The facility runs 24/7 and it is business as usual on public holidays. Crime prevention and security needs to be effective, irrespective of the day of the week or time of day. Operational character, including staffing levels, [varies between] day and night, weekday and weekend day. These changes can affect security effectiveness. Related policies (including appropriate delegated authority), procedures, resources and training must deal with changes in operations, including staffing levels and the presence or absence of management. Changes are easily observed by criminals who seek opportunities.

What advice would you give aged-care providers in overcoming these types of issues?

Not to rely on the notion that installing cameras or having a keypad at the front door will remove security risks. Security technology is only one component in the mix. Technology options are best provided by independent experts, not the sellers of security products. Criminals look for and take advantage of poor security technology products and installations, [and items] just not suitable for the operations of the facility. Staff often have unrealistic and dangerous expectations from these security applications.

What are the potential problems if these risks aren’t addressed properly?

Violence and threats against residents, staff and visitors are the greatest concern. Theft of assets (e.g., drugs, mobile equipment and consumables), personal property theft and damage, property damage and even assault. Violence, threats and property crime are typically the [elements] police and insurers record [from] incidents. Organisational and professional reputations, post-incident trauma and business disruption are normally not properly assessed in risk assessments, risk management or incident reports. They should be addressed before and after every incident.

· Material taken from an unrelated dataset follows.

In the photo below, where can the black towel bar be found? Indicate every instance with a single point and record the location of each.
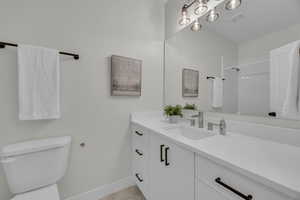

Objective evaluations of security, surveillance, emergency alarm and tracking systems as well as drug custody, food area security, after-hours staff parking, after-hours facility entry/exits, landscaping, lighting, policies, procedures, training and security contractor performance should be conducted yearly and after significant or reportable (e.g., relatives, police, insurer) incidents. Other specific areas to review will be influenced by each facility’s design, operations, crime history, and locality.

What emerging technologies or methods have you seen that could help?

Wireless-based technologies have matured in recent years and provide fantastic opportunities for electronic access control, video detection, people tracking [in high-care settings], asset tracking and emergency alarm management. Replacing traditional movement activity detection sensors with movement activity video surveillance provides a leap forward in effectiveness, especially for staff and police response. Active off-site management of video intrusion should be considered for some facilities. This definitely requires assistance from experts not aligned with the installation service or products to ensure the viable options are presented and benefits realised.